We surveyed State Medicaid agency officials in the 33 States with comprehensive, "full risk" Medicaid managed care and collected documentation from each State on its standards for access to care. We also conducted structured interviews with external quality review organizations and CMS.


State standards for access to care vary widely. For example, standards range from requiring 1 primary care provider for every 100 enrollees to 1 primary care provider for every 2,500 enrollees. Additionally, standards are often not specific to certain types of providers or to areas of the State. States have different strategies to assess compliance with access standards, but they do not commonly use what are called "direct tests," such as making calls to providers. Further, most States did not identify any violations of their access standards over a 5 year period. The States that found the most violations were those that conducted direct tests of compliance.

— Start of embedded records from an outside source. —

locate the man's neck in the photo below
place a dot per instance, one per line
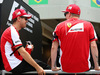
(17, 26)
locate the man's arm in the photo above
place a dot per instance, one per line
(94, 51)
(54, 55)
(26, 56)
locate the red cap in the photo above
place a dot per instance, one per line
(73, 8)
(20, 12)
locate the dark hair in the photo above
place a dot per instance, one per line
(65, 13)
(14, 20)
(72, 14)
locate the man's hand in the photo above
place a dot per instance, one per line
(55, 68)
(40, 71)
(97, 68)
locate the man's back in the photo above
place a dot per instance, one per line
(74, 38)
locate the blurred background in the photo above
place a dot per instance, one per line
(51, 15)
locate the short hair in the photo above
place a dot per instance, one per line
(14, 20)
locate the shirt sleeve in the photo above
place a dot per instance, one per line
(15, 38)
(56, 34)
(93, 36)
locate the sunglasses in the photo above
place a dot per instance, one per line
(24, 17)
(65, 13)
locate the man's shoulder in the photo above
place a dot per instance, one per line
(85, 22)
(61, 23)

Among the States that identified violations, most relied on corrective action plans to address the violations; six imposed sanctions. Finally, our review found that CMS provides limited oversight of State access standards.


We recommend that CMS (1) strengthen its oversight of State standards and ensure that States develop standards for key providers, (2) strengthen its oversight of States' methods to assess plan compliance and ensure that States conduct direct tests of access standards, (3) improve States' efforts to identify and address violations of access standards, and (4) provide technical assistance and share effective practices. CMS concurred with all four of our recommendations.